First the advance, now the back-off. No doubt he expected her to feel chagrin and to start pursuing him. And as for that schmaltzy comment about his grandparents...!
CHAPTER FIVE
‘I’M SORRY THAT none of the factories we visited today came up to your expectations.’ Alex joined her in the hotel’s gift shop and looked at his watch. ‘It’s too late for me to organise anything now, but why don’t I give my cousins a ring and arrange for you to visit their factory? We could...’

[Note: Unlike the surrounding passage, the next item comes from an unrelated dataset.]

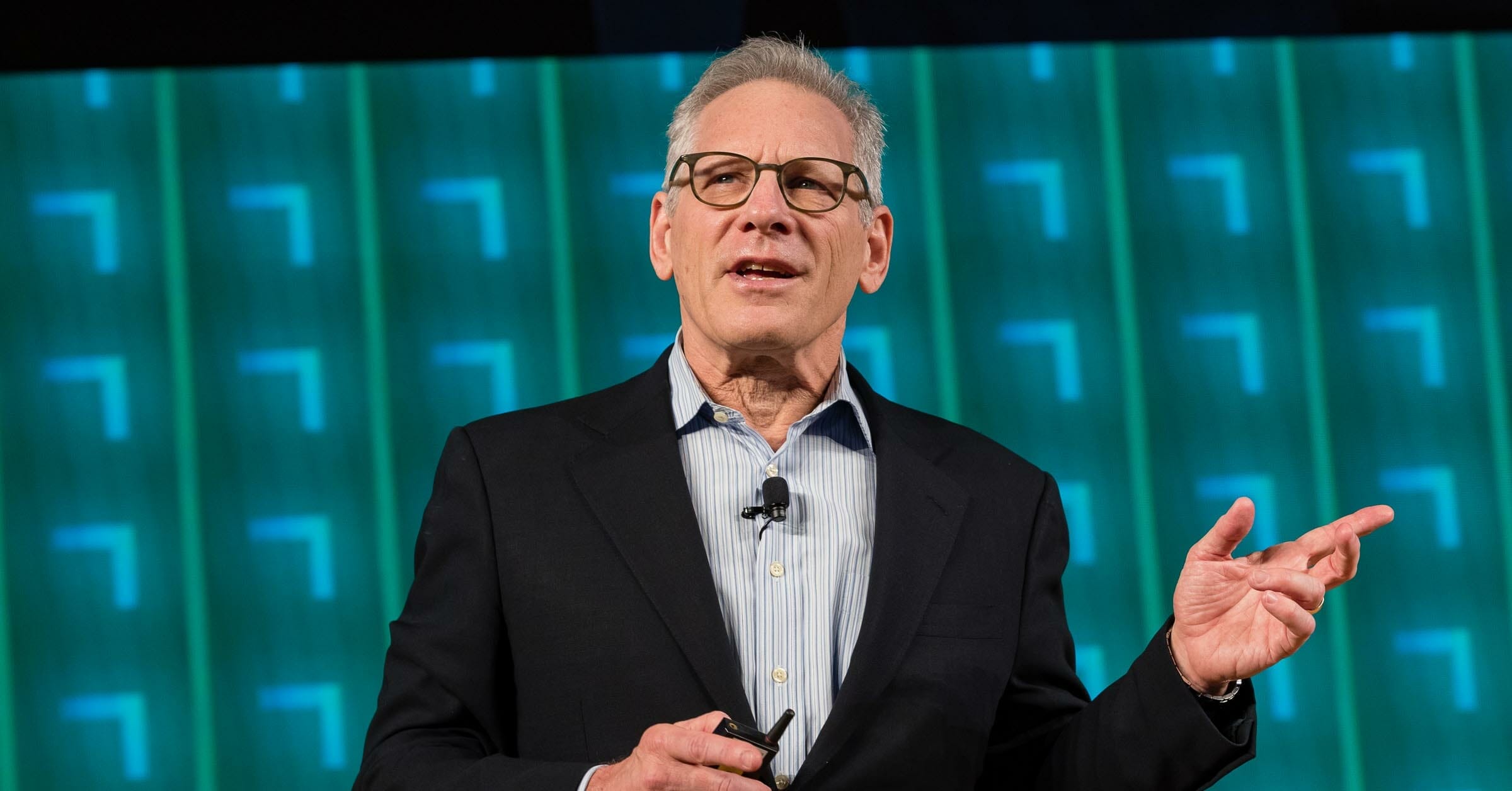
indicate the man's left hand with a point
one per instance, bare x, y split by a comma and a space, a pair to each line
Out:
1239, 616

They moved back into the hotel foyer, which was very busy with business-suited people who Beth assumed must be attending one of the conferences in the hotel the manager had told her about. She felt tired and disappointed, but those feelings weren’t the real cause of the desire she felt to snap sharply at Alex.
>
Why, when she knew exactly what kind of man he was and exactly what he was after, was she experiencing this sense of new panic and fear that her self-control might not prove strong enough for her to hold him at bay? What was the matter with her? Surely she had enough intelligence to know that once one had been struck by lightning a first time one did not return to the same tree in a thunderstorm and stand there waiting for it to happen again. Not unless one was a very peculiar sort of person who thrived on suffering pain.
Was she that kind of person, the kind of person who only attracted the sort of relationship, the sort of man who would hurt and humiliate her? Beth knew from the strength of her own inner abhorrence that she wasn’t.

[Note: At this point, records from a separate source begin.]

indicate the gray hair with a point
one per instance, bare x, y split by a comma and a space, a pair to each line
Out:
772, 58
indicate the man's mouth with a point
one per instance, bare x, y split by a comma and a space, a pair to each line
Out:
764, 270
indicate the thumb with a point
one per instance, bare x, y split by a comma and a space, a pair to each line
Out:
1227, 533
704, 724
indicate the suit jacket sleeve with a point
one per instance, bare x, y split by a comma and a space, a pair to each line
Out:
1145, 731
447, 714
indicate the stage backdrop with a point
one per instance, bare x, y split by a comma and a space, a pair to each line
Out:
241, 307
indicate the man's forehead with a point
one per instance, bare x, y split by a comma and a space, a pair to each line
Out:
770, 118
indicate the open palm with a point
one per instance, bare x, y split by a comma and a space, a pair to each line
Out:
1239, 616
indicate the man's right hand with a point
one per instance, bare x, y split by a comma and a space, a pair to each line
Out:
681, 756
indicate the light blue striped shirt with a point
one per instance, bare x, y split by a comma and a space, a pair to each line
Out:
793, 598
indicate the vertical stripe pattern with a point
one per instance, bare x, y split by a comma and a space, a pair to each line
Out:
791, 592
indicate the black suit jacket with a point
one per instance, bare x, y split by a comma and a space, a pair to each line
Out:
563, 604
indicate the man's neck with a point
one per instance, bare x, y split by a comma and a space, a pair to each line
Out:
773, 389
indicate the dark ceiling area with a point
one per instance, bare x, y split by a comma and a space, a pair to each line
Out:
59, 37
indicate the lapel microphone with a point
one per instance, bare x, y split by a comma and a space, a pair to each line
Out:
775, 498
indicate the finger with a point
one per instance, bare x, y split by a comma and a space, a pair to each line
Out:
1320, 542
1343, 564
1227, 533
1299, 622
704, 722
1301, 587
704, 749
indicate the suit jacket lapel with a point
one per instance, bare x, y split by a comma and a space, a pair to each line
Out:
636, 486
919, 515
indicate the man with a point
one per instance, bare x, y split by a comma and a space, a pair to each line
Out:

So why, then, did she feel the way she did?
She felt the way she did because she was sexually attracted to Alex, she told herself brutally; she was chemically and hormonally responsive to him. That was all... It crossed her mind as the movement of the crowd pushed her up against him and he reached out automatically to hold her that it might almost be worthwhile actually giving in to what she was feeling, what she was wanting, and simply having sex with him. Perhaps once she had done so, once he had realised that she was able to separate her feelings of sexual desire for him from her emotions, that just because she went to bed with him it didn’t mean she was going to allow him to persuade her to give his cousins her business or him her money, he might stop trying to pressurise her. After all, she already knew that the only real interest he had in her was a financial one, despite the attention he was paying her and the compliments he was giving her.
‘It’s too crowded in here. We could talk more easily in your room.’
Alex’s words, whispered so temptingly against her ear, mirroring so closely the intimate sensuality of her own thoughts, threw Beth into feminine panic.
‘No. No...’ she denied quickly, frantically trying to make some space between them. Could Alex feel the tumultuous, uneven thudding of her heartbeat as clearly as she could feel the deep male pounding of his? And, if he could, was it having the same intense effect upon his senses as his was upon hers? Beth closed her eyes, struggling to break free of the tide of hungry need she could feel welling up inside her. All day long she had been fighting against this; all day long she had been struggling to hold both Alex and her own unfamiliar responsiveness to him at bay.